Researcher Vincent Bazile, an ecologist at University Montpellier 2 in France said plants with ants have fuller leaves, are three times richer in nitrogen, “the nutrient that is key to organic molecules such as proteins and DNA” and had larger pitchers that held more prey.
Is that a great buddy movie or what? We’re calling it Schmitzi and Pitch, changing that one Randy Newman song to "I’ve got a friend in me."
9. More creamy vanilla nutritional research, please!
If ants in the plants aren’t an odd enough match, how about mice and yogurt?
Not for breakfast…for each other.

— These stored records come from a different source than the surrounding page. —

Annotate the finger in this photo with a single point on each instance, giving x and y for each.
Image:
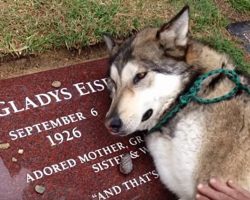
(201, 197)
(239, 189)
(212, 193)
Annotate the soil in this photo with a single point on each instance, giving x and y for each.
(11, 67)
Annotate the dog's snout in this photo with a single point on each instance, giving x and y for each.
(115, 124)
(147, 115)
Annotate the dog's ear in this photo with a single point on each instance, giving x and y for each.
(110, 43)
(176, 29)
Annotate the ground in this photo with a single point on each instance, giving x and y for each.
(37, 35)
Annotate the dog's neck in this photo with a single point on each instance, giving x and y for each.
(205, 58)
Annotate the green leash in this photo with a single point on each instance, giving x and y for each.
(191, 95)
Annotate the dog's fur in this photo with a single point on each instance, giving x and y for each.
(201, 141)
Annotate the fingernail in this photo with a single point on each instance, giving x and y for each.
(200, 186)
(212, 180)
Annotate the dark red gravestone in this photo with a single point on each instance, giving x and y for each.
(53, 144)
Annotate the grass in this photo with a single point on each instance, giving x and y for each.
(208, 25)
(34, 26)
(242, 6)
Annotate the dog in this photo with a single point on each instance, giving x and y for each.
(148, 73)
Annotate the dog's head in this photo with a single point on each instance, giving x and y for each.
(147, 73)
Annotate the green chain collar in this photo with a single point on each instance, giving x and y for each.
(191, 95)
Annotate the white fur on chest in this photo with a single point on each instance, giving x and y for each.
(176, 158)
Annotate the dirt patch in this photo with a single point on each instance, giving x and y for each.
(50, 60)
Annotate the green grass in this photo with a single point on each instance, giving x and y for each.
(34, 26)
(208, 24)
(242, 6)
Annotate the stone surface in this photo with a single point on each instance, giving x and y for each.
(67, 148)
(241, 30)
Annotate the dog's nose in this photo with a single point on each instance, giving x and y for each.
(115, 124)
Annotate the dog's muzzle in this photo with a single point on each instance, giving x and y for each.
(147, 115)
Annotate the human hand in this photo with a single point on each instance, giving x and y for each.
(218, 190)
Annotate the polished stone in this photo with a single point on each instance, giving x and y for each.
(58, 147)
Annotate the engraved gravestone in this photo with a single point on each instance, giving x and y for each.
(53, 144)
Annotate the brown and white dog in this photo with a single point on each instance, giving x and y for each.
(148, 72)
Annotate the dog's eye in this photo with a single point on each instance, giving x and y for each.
(139, 77)
(111, 84)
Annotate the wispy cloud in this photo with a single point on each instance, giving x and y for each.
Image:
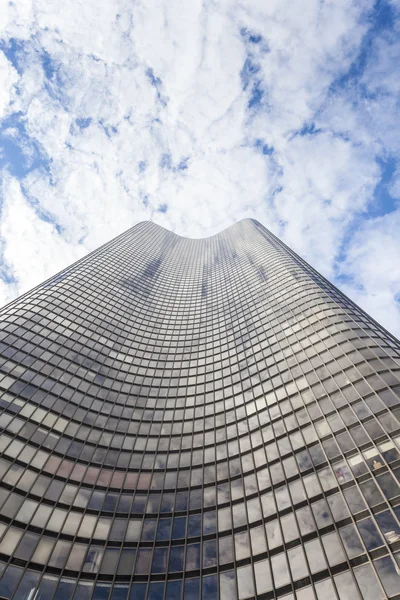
(196, 114)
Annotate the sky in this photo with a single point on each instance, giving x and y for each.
(196, 114)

Elle Dolgin of Scientific American writes that MIT researchers studying the effects of yogurt on obesity found a decidedly unexpected and hilariously beneficial effect it had on male mice. Following up on research that yogurt prevented age-related weight-gain more than any other food researchers split up a group of male and female mice, feeding half a regular diet and half a junk food-mimicking diet. “They then supplemented half of each diet group with vanilla-flavored yogurt.”
They set out to study the effects of yogurt on obesity. Well, something got bigger alright.

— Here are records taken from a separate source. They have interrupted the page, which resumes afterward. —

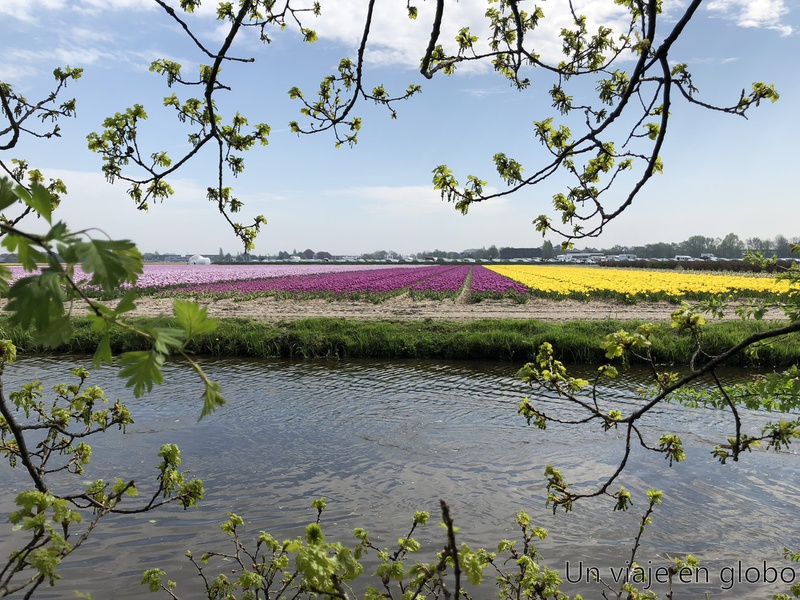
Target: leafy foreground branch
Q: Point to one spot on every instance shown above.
(312, 567)
(49, 439)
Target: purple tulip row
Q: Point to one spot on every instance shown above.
(487, 283)
(446, 282)
(371, 282)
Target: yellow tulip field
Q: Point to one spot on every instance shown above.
(584, 282)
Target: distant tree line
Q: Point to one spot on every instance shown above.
(731, 246)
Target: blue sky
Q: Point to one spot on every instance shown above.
(722, 173)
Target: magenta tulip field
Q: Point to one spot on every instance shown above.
(323, 280)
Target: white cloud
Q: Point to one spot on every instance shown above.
(29, 10)
(767, 14)
(395, 39)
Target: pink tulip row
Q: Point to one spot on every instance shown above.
(165, 276)
(445, 283)
(488, 284)
(373, 282)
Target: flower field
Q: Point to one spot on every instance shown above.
(438, 282)
(634, 285)
(371, 283)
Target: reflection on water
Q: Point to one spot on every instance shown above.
(382, 439)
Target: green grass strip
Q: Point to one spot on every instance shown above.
(489, 339)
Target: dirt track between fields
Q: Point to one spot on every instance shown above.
(403, 308)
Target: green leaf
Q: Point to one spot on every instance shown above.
(143, 369)
(8, 196)
(193, 319)
(38, 199)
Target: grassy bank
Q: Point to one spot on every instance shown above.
(501, 340)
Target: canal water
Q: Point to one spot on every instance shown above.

The coats of all the yogurt-eating mice grew to become remarkably shiny and silky, but that wasn’t biggest news: the testicles of male mice who ate the yogurt were 5% heavier than those of the regular-diet mice and 15% heavier than the junk food mice. Researchers had noticed the males “projected their testes out which endowed them with a certain “mouse swagger,” Dolgin writes. The reproductive rates of the yogurt-eating mice were better, too, with the males inseminating the females more quickly and producing more offspring and the female yogurt eaters producing larger litters and weaning their offspring more successfully.
“The findings could have implications for human fertility,” Dolgin writes.

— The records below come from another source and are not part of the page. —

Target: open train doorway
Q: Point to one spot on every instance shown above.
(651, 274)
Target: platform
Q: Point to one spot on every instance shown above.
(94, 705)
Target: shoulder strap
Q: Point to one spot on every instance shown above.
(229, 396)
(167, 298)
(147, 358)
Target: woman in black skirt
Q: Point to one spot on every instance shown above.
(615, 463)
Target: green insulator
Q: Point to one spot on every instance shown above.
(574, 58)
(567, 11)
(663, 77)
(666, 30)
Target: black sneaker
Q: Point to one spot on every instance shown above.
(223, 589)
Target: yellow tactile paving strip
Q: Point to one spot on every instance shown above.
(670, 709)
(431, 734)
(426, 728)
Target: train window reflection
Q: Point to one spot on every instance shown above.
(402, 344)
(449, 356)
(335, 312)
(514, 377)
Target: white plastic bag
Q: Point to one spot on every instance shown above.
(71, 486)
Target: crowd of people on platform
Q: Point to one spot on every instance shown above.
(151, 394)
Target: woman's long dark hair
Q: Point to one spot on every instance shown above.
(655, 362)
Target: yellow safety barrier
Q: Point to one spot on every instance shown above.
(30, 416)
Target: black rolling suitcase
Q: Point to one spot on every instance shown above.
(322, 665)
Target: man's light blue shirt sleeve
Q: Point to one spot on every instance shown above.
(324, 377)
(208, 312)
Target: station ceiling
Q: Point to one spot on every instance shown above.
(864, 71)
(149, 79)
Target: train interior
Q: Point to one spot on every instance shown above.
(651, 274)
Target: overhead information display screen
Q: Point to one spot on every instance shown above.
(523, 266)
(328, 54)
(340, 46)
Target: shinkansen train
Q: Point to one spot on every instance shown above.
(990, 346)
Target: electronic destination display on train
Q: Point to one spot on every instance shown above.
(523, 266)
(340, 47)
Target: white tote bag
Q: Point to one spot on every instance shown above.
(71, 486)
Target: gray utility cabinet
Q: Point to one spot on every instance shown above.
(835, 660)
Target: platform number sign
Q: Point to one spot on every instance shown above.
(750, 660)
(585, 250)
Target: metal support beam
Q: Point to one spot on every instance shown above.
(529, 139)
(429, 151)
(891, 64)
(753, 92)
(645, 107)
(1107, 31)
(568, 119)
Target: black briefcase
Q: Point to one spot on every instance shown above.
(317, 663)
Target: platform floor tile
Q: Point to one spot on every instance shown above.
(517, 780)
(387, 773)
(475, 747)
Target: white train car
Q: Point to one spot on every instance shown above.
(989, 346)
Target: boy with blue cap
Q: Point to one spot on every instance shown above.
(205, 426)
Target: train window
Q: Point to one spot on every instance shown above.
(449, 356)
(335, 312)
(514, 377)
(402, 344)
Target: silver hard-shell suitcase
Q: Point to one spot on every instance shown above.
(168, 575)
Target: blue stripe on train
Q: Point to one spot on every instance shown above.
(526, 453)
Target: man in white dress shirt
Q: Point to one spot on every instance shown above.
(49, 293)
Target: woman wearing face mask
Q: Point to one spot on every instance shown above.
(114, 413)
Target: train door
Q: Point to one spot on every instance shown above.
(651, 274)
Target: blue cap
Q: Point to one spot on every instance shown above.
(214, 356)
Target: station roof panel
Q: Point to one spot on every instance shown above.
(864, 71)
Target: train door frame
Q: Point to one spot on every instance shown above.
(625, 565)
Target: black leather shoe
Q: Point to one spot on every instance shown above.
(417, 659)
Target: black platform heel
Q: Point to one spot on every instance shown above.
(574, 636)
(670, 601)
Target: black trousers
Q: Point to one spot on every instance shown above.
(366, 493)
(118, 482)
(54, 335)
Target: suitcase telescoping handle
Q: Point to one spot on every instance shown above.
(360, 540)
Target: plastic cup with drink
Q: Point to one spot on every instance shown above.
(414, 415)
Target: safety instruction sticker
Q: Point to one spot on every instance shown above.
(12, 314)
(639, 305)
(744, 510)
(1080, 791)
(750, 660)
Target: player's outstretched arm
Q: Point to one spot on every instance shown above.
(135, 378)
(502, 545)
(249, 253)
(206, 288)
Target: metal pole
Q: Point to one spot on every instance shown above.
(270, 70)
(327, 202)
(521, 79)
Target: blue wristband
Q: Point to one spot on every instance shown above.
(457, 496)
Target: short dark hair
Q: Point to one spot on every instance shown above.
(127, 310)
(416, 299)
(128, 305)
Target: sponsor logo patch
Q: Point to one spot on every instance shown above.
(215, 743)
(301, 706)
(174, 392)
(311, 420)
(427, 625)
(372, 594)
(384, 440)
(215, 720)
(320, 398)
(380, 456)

Come to think of it, we’ve never seen a yogurt commercial that targets men. Something tells us yogurt marketing executives are going to be somewhere they never imagined: all over those mouse 'nads.
Yet another sweet-but-unlikely mix: orangutans and iPads. Orangutans share 97% of our DNA and are strikingly like their human counterparts when it comes to iPad use. The young orangutans love it -- “they draw, play games and expand their vocabulary,” writes David Fischer of the AP. The old folks want nothing to do with it.
Linda Jacobs, who runs a mental stimulus program for the endangered apes at Miami’s Jungle Island Zoo and hopes to bridge the communication gap between us and the apes says, “Our young ones pick up on it. They understand it. It's like, 'Oh I get this,'" Jacobs said. "Our two older ones, they just are not interested. I think they just figure, 'I've gotten along just fine in this world without this communication-skill here and the iPad, and I don't need a computer.'"
If you’re an older person who is techno-savvy, accept our apologies for the generalization. Our own elders refused to even use a microwave and cited their age as reason to be exempt from pushing buttons.
In other news…organutans use iPads!! The program they use was originally designed for humans with autism -- the apes need only to press a picture on the touchscreen to communicate their needs.
“The long-term plan is to set up a larger, orangutan-proof screen in the holding area, along with another screen outside for guests. They would ask the orangutans questions and the apes could respond.”
A group called Orangutan Outreach is also hoping to set up video conferencing so apes can see their relatives who were transferred to other zoos.
If they’re really 97% like us, they’re already thinking about how to cut that obligatory family holiday call short.